Cebu Pacific reported stronger first-quarter operating results for 2026, driven by higher passenger volume, increased seat capacity, and sustained travel demand. The low-cost carrier also announced that it was recognized by S&P Global Corporate Sustainability Assessment (CSA) as among the top 25 percent of the world's most sustainable airlines for its environmental management and employee and community care.
Financial Highlights
The airline said total revenue rose 10 percent year-on-year to P33.3 billion in the first quarter of 2026, supported by a 10 percent increase in seat capacity across domestic and international routes. Cebu Pacific carried 7.5 million passengers during the quarter, up 8 percent from a year earlier, while maintaining a seat load factor of 83.7 percent.
Passenger revenue climbed 6 percent to P22.5 billion, while ancillary revenue grew 19 percent to P9 billion on improved ancillary yields. The airline's cargo business also expanded, with cargo revenue increasing 8 percent year-on-year to P1.8 billion, supported by higher widebody capacity.
Earnings before interest, taxes, depreciation, and amortization (Ebitda) rose 26 percent to P8.4 billion, while operating income jumped 54 percent to P3 billion. Cebu Pacific said cost discipline and improved operating efficiencies partly offset higher operating expenses tied to fleet and capacity expansion.
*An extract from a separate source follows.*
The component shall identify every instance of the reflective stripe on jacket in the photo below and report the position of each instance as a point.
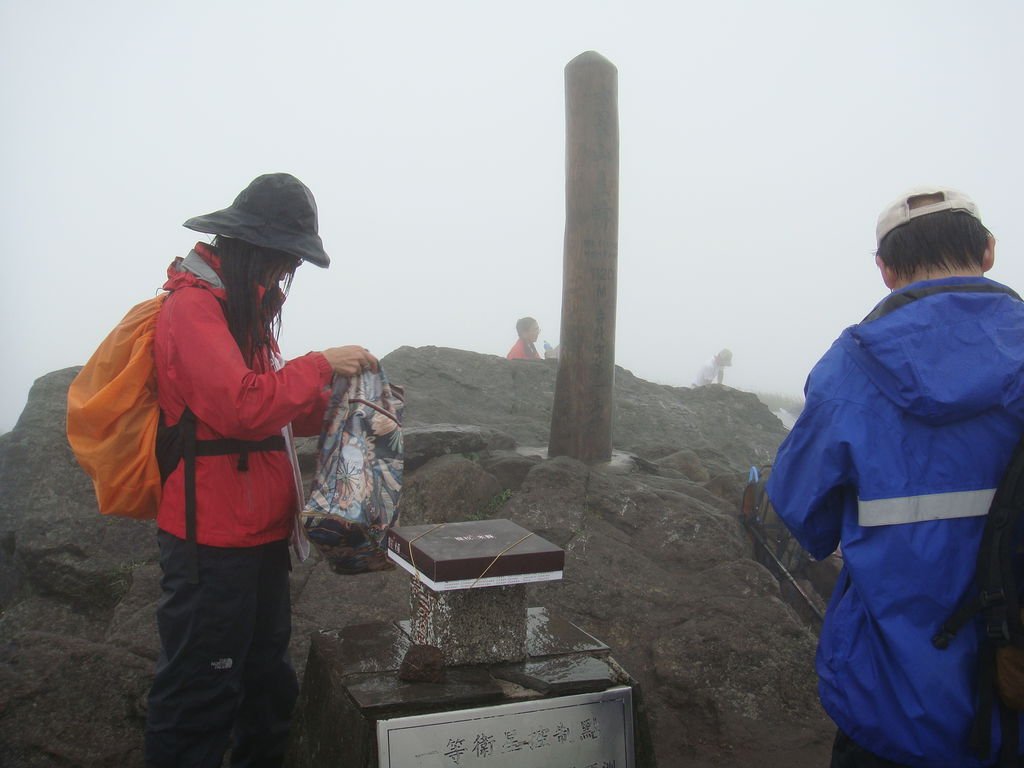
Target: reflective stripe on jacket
(199, 365)
(909, 422)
Core income before tax improved to P1.3 billion from P325 million in the same period last year. However, the airline posted a net loss of P400 million, reversing the P466 million net income recorded in the first quarter of 2025, after booking P1.8 billion in non-core foreign exchange losses caused by peso depreciation at the end of the quarter.
Strategic Position and Outlook
Cebu Pacific ended March 2026 with 101 aircraft and more than P23 billion in cash, which the airline said would help cushion short-term market volatility while supporting long-term strategic initiatives. Mike Szucs, CEO of Cebu Pacific, commented: "Our first-quarter performance reflects the strength of our network and disciplined capacity deployment. As we navigate a more volatile operating environment amid higher fuel prices, we are taking a more cautious and measured approach focused on margin protection, prudent capacity deployment, and liquidity preservation."
Szucs added that the airline's scale, fleet efficiency, and strong domestic network position Cebu Pacific to manage near-term uncertainties while continuing to pursue long-term growth. The airline remains optimistic about sustained travel demand and plans to expand capacity prudently in the coming quarters.